In a blog post Pavel Feldman explains how to use WebKit Web Inspector outside of the target browser. WebKit Inspector can communicate with WebKit-based browsers through the Remote Debugging Protocol, providing a debugging environment very similar to the one found locally.
Some reasons to use Web Inspector this way include debugging mode applications and IDE integration. However, from what I can tell, Safari on iOS and Chrome on Android don’t yet support the Remote Debugging Protocol.
From the blog post, here’s a list of the domains supported by the protocol so far:
- Console – defines methods and events for interaction with the JavaScript console.
- CSS – exposes low level CSS read / write operations.
- Debugger – exposes JavaScript debugging functions; allows setting and removing breakpoints, stepping through execution, exploring stack traces, etc.
- DOM – This domain exposes DOM read/write operations.
- DOM Debugger – allows setting breakpoints on particular DOM operations and events. JavaScript execution will stop on these operations as if there was a regular breakpoint set.

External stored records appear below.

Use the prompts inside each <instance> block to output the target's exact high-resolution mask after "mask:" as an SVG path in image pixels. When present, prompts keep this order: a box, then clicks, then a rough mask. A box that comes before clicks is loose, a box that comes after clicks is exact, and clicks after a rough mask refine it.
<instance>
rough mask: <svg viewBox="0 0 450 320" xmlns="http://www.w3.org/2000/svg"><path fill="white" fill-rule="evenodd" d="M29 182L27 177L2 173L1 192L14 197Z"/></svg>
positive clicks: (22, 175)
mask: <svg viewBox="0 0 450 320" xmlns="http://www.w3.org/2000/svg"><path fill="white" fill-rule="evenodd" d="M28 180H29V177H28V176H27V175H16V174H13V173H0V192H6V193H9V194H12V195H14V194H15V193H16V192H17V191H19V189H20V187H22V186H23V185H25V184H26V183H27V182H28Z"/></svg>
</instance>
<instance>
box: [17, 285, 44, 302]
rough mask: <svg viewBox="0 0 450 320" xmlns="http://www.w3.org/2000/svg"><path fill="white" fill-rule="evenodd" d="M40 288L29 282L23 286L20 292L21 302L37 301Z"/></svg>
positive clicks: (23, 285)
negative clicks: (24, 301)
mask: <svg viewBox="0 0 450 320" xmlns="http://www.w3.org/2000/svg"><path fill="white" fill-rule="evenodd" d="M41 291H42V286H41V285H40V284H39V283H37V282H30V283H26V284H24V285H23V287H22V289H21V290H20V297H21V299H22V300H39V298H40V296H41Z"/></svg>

- Network – allows tracking network activities of the page; exposes information about HTTP and WebSocket requests and responses, their headers, bodies, raw timing, etc.
- Page – actions and events related to the inspected page.
- Runtime – exposes JavaScript runtime by means of remote evaluation and mirror objects.
- Timeline – provides its clients with instrumentation records that are generated during the page runtime.